III. En la misma línea de asfixia, cerrando cada vez más un círculo que se estrecha y se vuelve fóbico y kafkiano, Joseph Losey (“El sirviente”, “Por el rey y por la patria”) dibujó para el cine la desestructurante peripecia de “El otro señor Klein” (1976). Asistimos de nuevo a la ceremonia de la confusión de las identidades, porque Klein comercia con muchos judíos pagándoles poco dinero por sus cuadros y objetos y enriqueciéndose a su costa cuando ya están elegidos para la deportación y la muerte, pero se ve envuelto en la maraña inexplicable y confusa de los acontecimientos.
Es un camino cenagoso, filmado en estado de gracia, en el que protagonista descubre la existencia de ese otro yo que se llama como él, pero no es él pero se le parece y lo arrastra.
Esta película recibió muchos elogios y varios premios César y Losey tal vez vio así recompensado su enorme talento y su obligado exilio de Estados Unidos por su filiación de izquierdas, en la época del Maccarthysmo.
Alain Delon, “El otro señor Klein”, nunca estuvo tan enigmático, ni tan seductor, ni tan evanescente, arropado por su eterna gabardina y su sombrero de fieltro. Si acaso en aquella película, que pasó sin pena ni gloria, “La primera noche de quietud”, donde hablaba italiano y representaba a un profesor que decía, en otra línea ideológica ahora: “Yo no soy ni de derechas ni de izquierdas. Vengo a enseñarles por qué un verso de Petrarca es bello”.

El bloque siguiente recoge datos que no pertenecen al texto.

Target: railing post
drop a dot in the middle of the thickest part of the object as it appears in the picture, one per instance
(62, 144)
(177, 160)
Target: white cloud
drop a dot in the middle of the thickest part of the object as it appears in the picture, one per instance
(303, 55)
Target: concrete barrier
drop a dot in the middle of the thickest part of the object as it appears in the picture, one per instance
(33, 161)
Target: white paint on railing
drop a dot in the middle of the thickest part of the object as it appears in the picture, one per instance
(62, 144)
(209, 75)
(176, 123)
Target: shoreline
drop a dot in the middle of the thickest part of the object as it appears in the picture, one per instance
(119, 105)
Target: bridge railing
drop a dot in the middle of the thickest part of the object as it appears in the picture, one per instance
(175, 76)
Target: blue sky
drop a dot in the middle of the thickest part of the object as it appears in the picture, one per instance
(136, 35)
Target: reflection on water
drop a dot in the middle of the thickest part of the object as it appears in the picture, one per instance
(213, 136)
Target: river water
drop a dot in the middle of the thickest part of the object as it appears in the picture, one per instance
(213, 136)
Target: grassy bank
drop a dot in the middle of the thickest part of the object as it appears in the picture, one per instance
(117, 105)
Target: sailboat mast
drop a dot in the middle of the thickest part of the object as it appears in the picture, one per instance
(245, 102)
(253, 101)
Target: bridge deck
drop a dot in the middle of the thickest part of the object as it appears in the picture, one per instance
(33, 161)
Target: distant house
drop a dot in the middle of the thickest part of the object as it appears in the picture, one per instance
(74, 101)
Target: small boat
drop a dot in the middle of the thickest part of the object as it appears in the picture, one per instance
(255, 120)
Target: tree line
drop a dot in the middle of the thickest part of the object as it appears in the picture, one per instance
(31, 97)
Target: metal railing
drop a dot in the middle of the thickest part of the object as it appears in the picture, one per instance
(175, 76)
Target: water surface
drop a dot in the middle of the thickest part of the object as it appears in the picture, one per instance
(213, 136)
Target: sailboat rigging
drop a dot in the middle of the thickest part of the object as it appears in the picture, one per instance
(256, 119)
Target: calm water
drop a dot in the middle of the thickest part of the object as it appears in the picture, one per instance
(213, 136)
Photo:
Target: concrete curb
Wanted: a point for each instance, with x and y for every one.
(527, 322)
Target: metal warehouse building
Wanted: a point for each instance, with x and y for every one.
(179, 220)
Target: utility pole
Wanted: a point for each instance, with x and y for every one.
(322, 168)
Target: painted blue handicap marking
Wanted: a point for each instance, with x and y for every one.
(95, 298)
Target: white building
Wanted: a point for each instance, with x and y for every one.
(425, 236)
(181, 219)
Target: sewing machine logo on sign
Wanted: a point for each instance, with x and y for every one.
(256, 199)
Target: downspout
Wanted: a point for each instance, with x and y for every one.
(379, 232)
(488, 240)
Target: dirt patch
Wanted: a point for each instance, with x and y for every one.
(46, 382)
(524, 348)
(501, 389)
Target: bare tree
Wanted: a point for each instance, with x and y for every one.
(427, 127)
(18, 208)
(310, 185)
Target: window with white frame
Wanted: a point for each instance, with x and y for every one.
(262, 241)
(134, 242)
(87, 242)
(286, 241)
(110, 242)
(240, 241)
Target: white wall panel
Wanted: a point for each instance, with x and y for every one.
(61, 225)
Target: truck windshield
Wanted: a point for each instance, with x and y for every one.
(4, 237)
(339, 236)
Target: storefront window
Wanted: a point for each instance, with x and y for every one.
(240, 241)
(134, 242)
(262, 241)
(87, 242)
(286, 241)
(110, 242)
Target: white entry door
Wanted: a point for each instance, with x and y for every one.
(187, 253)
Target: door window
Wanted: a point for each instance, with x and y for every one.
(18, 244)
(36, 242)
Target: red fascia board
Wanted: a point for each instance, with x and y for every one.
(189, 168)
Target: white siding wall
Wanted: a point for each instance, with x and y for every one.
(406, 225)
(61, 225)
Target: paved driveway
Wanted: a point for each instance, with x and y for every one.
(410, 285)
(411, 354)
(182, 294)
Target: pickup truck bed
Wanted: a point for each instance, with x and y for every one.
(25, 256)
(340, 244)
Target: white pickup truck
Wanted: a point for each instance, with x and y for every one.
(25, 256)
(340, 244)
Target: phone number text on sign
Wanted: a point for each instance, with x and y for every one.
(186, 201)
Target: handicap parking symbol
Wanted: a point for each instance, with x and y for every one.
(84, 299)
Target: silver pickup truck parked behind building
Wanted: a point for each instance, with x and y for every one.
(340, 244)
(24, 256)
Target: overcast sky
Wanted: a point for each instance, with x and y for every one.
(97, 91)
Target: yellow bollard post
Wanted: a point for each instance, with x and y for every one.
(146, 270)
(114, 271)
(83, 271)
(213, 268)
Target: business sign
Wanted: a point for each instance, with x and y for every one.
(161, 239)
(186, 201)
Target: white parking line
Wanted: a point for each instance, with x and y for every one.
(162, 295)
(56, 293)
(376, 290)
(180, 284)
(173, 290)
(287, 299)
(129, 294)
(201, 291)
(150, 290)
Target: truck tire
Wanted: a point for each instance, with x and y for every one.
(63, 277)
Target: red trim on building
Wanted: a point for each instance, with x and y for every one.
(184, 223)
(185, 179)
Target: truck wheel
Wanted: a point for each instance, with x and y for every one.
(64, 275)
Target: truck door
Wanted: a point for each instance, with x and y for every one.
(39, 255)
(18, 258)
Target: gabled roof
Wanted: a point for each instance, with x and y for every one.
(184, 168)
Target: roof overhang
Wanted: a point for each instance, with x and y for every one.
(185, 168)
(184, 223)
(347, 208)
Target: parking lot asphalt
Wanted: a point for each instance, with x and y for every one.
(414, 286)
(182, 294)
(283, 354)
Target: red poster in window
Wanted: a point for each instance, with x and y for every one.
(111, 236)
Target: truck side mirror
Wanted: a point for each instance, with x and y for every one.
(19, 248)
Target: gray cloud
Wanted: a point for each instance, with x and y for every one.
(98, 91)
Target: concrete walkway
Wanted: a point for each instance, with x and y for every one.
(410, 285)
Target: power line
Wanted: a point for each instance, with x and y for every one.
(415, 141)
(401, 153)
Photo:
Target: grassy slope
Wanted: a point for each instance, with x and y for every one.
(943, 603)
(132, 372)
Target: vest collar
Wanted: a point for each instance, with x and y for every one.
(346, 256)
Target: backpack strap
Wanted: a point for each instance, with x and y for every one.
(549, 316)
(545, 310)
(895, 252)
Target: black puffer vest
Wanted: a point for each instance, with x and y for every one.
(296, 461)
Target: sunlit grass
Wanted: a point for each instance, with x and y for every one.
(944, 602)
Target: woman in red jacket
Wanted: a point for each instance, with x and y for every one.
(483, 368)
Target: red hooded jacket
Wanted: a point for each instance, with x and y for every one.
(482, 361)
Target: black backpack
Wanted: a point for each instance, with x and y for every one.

Y IV. La primavera apenas esbozada de Madrid se concentra en una tarde resplandeciente que se desmaya contra la verja del teatro de La Abadía. Mientras la esperamos en la puerta de la sala, la emoción nos sigue desbordando. Dominique Blanc aparece sonriente, agradecida y luminosa, la melena castaña y larga deshojada, hablando un francés exquisito y sonriendo como si el texto de la Duras no hubiera pasado por ella. Como si nunca lo hubiera recitado. Se va esta misma noche a París ya desdoblada y otra vez ella misma y no la otra y saluda encantadora cuando se aleja como había llegado: sin pretensiones, como una presencia de claridad y de frescura. Parece un alivio…
Pero en el fondo del corazón, “La Redada”, “El Dolor” y “El señor Klein” están ahí, con nosotros, continúan al acecho, siguen sosteniéndonos la mirada en las sombras de la tarde, de una manera que asusta, atrabiliaria.